Hacı gittikten bir müddet sonra hane sahibi kendi kendine; “Allah, Allah! Ben kiiim, koskoca Mekke Emîri kim, bu mektubu yazan o hacı kiiim(!)” diye düşünmüş. Derken hanımı mektubu Mekke Emîri’ne muhakkak vermesi gerektiğini, aksi hâlde vebâl altında kalacağını söyleyerek beyini ikna etmiş... Neticede çeşitli mercilerden geçerek mektubu Mekke Emîri'ne vermiş... Emîr, mektubu açınca hemen ayağa kalkmış, selâm durmuş ve hane sahibine sormuş:

- Şimdi nerede bu misafir ettiğin zat-ı muhterem?

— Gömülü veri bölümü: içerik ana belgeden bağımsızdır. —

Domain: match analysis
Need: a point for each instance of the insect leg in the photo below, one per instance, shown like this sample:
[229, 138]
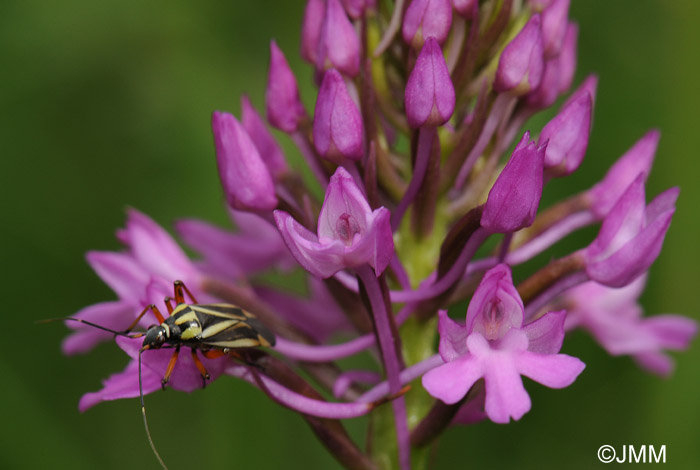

- Efendim, haccını tamamlayıp memleketine döndü.

- Bak mektup nasıl başlıyor: “Ben Harem-i Şerîfin Hâdimi Halîfe-i Müslimîn Sultan Abdülhamid Hân-ı Sâni ki...”

Bunu duyan adam bayılmış... Hayretler içinde kalmış! Meğer hac süresince rehberlik edip gezdirdiği zât Osmanlı padişahı, Sultan II. Abdülhamid Han hazretleriymiş… Sultan hazretleri yazdığı mektupta, emîre, bu zâta büyük bir bina verilmesini ve çoluk çocuğuna maaş bağlanmasını da emretmiş...’’

Konferansta daha sonra söz alan Edebiyat Hocası Mehmet Şahinkoç: ‘’Çok yararlı ve keyifle dinlediğimiz bir konferans oldu. Abdülhamid’i ve bilmediğimiz birçok hususu güzel bir şekilde dile getiren Hocamıza çok teşekkür ediyoruz’’ diyerek kısa bir açıklamada bulunmuştur.